MODERNISASI
DI JANTUNG BUDAYA JAWA
(MANGKUNEGARAN
1896-1944)
Oleh
:
SUFANDI
ISWANTO
PROGRAM
PASCASARJANA
UNIVERSITAS
SEBELAS MARET
Priode
akhir abad ke-19 dan awal abad ke-20 bagi masyarakat Jawa merupakan masa yang
penuh dengan perubahan. Perubahan itu hampir mencakup segala aspek kehidupan,
baik politik, ekonomi maupun sosial budaya. Faktor yang mempengaruhi perubahan
sosial salah satunya, perubahan tersebut yang sering dinamakan westernisasi (proses masuknya kebudayaan
Barat). Westernisasi tidak berjalan muncul dengan tiba-tiba. Proses itu awalnya
hanya pada kulit budaya dan masyarakat Jawa, dan secara bertahap masuk ke
jantung pusat kekuasaan dan kebudayaan Jawa yang berakibat perubahannya saat
ini.
Sebenarnya
ada tiga fase pembebasan masuknya budaya Barat ke dalam masyarakat Jawa. Fase pertama merupakan fase pertama kontak
antara VOC dan para raja dan sultan yang berlangsung pada abad ke-17. Fase kedua, yakni terjalinnya kontak antara
VOC dan penguasa bumiputra yang lebih rendah, yaitu dengan para bupati. Fase ketiga adalah fase merembesnya
kebudayaan Barat sampai pada masyarakat Jawa yang kemudian membawa dampak pada
perubahan masyarakat dan kebudayaannya. Fase ketiga ini terjadi pada
pertengahan abad dan akhir abad ke-19 dan awal abad ke-20. Pada dua abad ini
hubungan antara penduduk bumiputra dengan orang-orang barat semakin terbuka dan
lebih intensif dibandingkan dengan abad-abad sebelumnya.
Sistem
sosial dan sistem nilai budaya penduduk Jawa mengalami perubahan drastis
sebagai akibat pengaruh Barat terasa pada akhir abad ke-19 dan awal abad ke-20,
yakni sejak adanya kebijakan Tanam Paksa hingga Politik Etis. Sejak inilah
orang Jawa sampai saat ini banyak mengenal tata pemerintahan, pemikiran, dan
cara hidup orang orang Barat karena terlibat dalam masalah-masalah birokrasi,
ekonomi dan pendidikan yang diperkenalkan oleh Pemerintahan Hindia Belanda
(masa titik kulminasi pembaratan dalam tubuh masyarakat Jawa).
Dengan
masuknya birokrasi Barat, jawa kini diperkenalkan sistem birokrasi Barat yang
legal rasional sebagai pengganti birokrasi tradisional yang feodalistik. Namun
pada kenyataannya malah timbul wajah lain dalam birokrasi di Jawa, yaitu
terjadinya dualisme birokrasi, yakni di tingkat atas berlaku birokrasi yang
legal rasional, sedangkan ditingkat bawah masih berlaku birokrasi tradisional.

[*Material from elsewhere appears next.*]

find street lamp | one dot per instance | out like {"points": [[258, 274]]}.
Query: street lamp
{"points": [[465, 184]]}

Dalam bidang ekonomi , dampak adanya proses westernisasi itu juga melahirnya
ekonomi dualistik, yaitu suatu tanaman ekonomi yang berbelah dua, yakni ekonomi
modern yang padat modal, dikelola menurut manajemen modern, dan menghasilkan
produksi untuk ekspor di satu pihak serta ekonomi tradisional yang rentan
modal, dikelola menurut manajemen tradisional, dan hanya menghasilkan
barang-barang untuk subtensi. Yang termasuk kelompok pertama adalah
industri-industri perkebunan swasta yang umumnya dikelola orang-orang Eropa dan
Timur Asing, sedangkan kelompok kedua merupakan ekonomi dari masyarakat bumiputra
yang pada umumnya berada pada daerah pedesaan.
Proses
modernisasi dan westernisasi itu telah menimbulkan reaksi dari masyarakat bumiputra.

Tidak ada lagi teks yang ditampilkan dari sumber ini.